For my InvalidOperationException, the AI nudged me towards a simple snapshot approach for processing, acknowledging that ConcurrentQueue isn't designed for mid-iteration removal. What I ended up with was something like this:
public class ConnectionManager
{
private readonly ConcurrentQueue<Connection> _activeConnections = new ConcurrentQueue<Connection>();
public void AddConnection(Connection connection)
{
_activeConnections.Enqueue(connection);
}
public void ProcessConnections()
{
// Take a snapshot of the current connections
var connectionsToProcess = _activeConnections.ToList(); // Safe snapshot
foreach (var connection in connectionsToProcess)
{
// Process connection
if (connection.ShouldBeRemoved())
{
// If removal is needed, re-enqueue only the ones that should remain
// or use a separate mechanism for removal (e.g., a "dead connections" queue)
// For this specific bug, simply not re-adding it effectively "removes" it from the next snapshot.
}
else
{
// If connection is still active and needs to be processed again,
// re-enqueue it or ensure it's handled by AddConnection if it's new.
// My actual fix involved moving to a ConcurrentDictionary for easier ID-based removal.
}
}
// For a ConcurrentQueue, if you need to "remove" items, you typically drain and re-populate.
// A better structure might be ConcurrentDictionary<Guid, Connection> for explicit removal.
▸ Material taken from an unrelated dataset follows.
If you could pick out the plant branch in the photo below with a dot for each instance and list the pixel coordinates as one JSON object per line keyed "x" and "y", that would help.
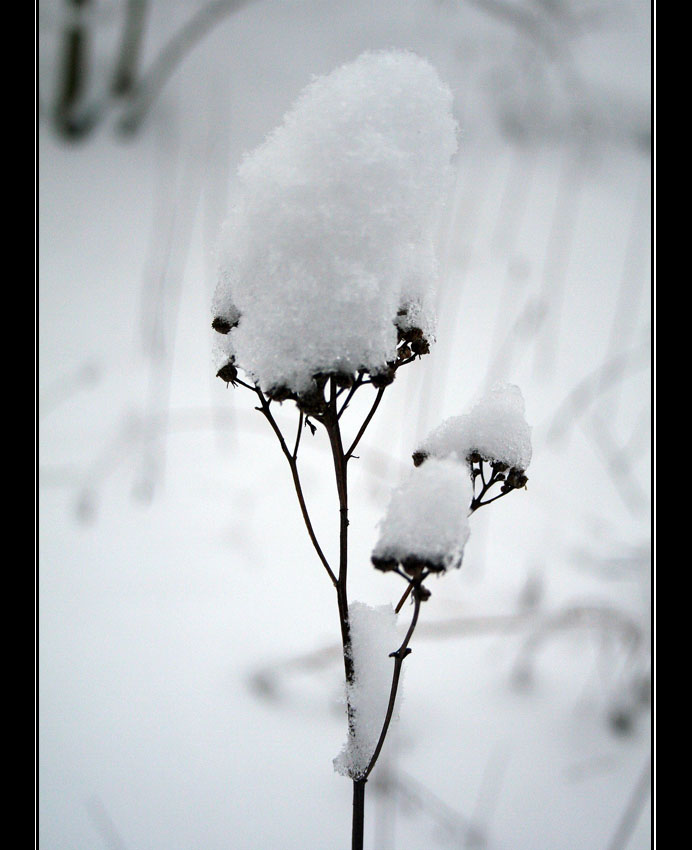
{"x": 292, "y": 462}
{"x": 365, "y": 424}
{"x": 298, "y": 435}
{"x": 398, "y": 656}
// The AI's core insight was "don't modify the collection you're iterating."
}
}
This wasn't a direct "copy-paste" fix, but the AI pointed me to the fundamental issue and the common patterns. It saved me hours of stepping through code, letting me focus on the architectural implications of the fix. Your mileage may vary with the specific AI and prompt, but for ai debugging dotnet in a crunch, this worked wonders for me.
I'm still figuring out the best way to integrate AI into every debugging scenario, especially for subtle performance issues or highly domain-specific logic. But for common concurrency bugs or puzzling exceptions, it feels like I've gained a superpower.
If you've tried using Claude Opus 4.7 or similar AI tools for real-world ai debugging dotnet scenarios, especially in legacy C# projects, I'd love to hear what specific challenges you faced and how you overcame them.